Security best practices are difficult and expensive to implement

Internal IT staff often struggles to maintain an up-to-date, standardized set of security best practices. Why? Keeping security systems running and updated with proper patches and policies is time-consuming, expensive, and difficult. New threats often require new tools or new security equipment. Few internal IT staffs can keep up with the ever-changing landscape of threats.

How can cloud infrastructure reduce the risk?

Enterprise Cloud Infrastructure platforms have best-in-class security features baked into the architecture, which enables a secure-by-default cloud experience. For instance, standard security features include: Active Directory integration, micro-segmentation, data encryption at rest, multi-factor authentication (MFA), and role-based access control (RBAC). Running applications on a fully managed Enterprise cloud platform can help you implement security best practices without having to evaluate security tools, purchase, license, implement, maintain, and update these tools.
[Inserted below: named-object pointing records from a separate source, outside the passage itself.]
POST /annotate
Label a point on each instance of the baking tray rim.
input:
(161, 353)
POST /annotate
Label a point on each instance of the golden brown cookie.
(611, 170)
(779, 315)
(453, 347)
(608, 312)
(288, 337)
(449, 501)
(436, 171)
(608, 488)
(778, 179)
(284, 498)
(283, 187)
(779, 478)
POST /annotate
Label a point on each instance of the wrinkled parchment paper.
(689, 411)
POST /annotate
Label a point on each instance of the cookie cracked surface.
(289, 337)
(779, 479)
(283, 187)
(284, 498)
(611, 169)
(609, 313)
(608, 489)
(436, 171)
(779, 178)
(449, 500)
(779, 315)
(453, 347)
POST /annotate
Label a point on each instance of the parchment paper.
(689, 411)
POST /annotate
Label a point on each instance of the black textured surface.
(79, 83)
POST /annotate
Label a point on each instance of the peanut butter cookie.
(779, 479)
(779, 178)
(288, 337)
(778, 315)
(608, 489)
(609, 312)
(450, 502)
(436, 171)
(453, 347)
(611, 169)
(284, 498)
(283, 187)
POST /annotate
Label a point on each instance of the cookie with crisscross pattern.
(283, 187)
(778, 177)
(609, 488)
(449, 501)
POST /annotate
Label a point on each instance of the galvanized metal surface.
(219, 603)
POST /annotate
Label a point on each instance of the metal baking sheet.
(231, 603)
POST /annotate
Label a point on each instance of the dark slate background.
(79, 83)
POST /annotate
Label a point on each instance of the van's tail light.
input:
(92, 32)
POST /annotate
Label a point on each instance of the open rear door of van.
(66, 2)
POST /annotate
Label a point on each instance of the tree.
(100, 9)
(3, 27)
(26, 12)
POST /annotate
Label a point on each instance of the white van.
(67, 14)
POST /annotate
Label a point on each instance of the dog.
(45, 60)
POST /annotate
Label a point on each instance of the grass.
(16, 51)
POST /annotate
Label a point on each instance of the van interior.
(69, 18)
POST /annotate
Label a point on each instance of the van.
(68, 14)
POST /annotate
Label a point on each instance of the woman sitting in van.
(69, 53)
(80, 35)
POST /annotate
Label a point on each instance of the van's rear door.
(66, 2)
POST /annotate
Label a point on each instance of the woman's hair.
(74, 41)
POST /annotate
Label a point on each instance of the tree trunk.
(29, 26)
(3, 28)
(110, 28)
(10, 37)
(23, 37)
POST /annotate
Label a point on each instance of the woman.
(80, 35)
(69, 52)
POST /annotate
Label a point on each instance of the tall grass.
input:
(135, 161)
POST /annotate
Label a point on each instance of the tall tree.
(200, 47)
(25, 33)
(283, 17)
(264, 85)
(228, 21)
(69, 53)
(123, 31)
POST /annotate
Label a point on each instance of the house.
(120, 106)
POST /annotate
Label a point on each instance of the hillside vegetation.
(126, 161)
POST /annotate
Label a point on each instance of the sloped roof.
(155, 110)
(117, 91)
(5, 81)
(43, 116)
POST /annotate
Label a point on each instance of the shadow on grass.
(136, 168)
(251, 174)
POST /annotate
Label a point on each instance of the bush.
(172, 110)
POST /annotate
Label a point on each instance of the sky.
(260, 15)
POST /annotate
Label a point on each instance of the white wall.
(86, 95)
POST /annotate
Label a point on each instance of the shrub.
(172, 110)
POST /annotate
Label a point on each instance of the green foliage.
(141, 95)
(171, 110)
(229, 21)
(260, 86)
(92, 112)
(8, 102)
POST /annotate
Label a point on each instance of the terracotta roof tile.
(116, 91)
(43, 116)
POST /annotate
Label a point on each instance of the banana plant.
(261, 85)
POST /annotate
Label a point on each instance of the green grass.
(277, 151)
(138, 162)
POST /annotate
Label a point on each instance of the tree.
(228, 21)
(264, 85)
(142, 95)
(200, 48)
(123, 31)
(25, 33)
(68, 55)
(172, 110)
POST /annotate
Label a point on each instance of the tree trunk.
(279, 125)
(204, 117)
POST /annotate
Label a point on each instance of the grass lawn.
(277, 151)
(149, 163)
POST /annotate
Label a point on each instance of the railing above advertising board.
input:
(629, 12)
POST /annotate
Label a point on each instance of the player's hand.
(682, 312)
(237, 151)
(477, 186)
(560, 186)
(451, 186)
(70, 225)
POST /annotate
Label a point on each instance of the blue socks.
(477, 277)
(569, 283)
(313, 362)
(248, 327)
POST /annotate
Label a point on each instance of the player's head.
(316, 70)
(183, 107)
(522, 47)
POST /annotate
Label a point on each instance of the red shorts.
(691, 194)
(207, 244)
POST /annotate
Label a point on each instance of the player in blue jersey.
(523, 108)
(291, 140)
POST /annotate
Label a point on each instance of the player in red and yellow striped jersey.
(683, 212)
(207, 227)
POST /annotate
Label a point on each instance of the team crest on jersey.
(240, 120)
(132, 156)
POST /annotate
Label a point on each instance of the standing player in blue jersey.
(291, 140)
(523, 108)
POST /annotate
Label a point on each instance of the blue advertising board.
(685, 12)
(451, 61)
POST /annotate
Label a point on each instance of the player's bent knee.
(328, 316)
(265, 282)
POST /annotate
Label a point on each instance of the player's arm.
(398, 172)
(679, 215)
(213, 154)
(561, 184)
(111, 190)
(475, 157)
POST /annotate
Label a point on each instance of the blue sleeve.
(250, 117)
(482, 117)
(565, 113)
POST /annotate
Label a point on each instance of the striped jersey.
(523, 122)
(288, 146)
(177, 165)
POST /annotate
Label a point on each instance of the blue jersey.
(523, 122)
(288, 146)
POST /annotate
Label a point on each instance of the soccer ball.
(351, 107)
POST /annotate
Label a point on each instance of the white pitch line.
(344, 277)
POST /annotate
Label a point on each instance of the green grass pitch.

Internal IT staff needs only to work with the cloud infrastructure provider to understand the security features, then work with the provider to select and configure based on the organization’s security posture. Co-management of security tools by an enterprise cloud provider will free up your IT staff to focus on strategic projects and will reduce the ever-present cybersecurity burden on your staff and IT environment.

What security expectations should I have for an enterprise cloud provider?

The best enterprise cloud providers deliver these security best practices as a standard part of their offering:

•    Multiple firewalls with automated threat management and protection – Firewalls define a secure perimeter to prevent access by bad actors and to alert you if someone tries.

•    Disk-based encryption at rest – All company data is encrypted on cloud storage, making the data even more difficult to read, even in the event of a breach.

•    Multi-factor authentication (MFA) for administrators – Like an ATM card with a PIN, MFA only allows Administrators to access systems if they have a physical security token plus a passcode.

•    Network micro-segmentation – Limiting which servers can talk to each other limits systems access by bad actors even if a breach were to occur.

•    Logging and optional log aggregation of activity on computer systems with the ability to audit those logs allows forensic teams to evaluate what happened during a breach or an attempt.

Can’t I do the same thing internally?

Yes, you can implement similar tools internally, but the cost of implementing the best practices mentioned above and their associated tools can run upwards of tens of thousands of dollars per year once you factor in acquisition costs, support, maintenance, upgrades, troubleshooting and continuing education.

Today, companies leverage Enterprise cloud to increase security and decrease administration, while focusing on the business at hand.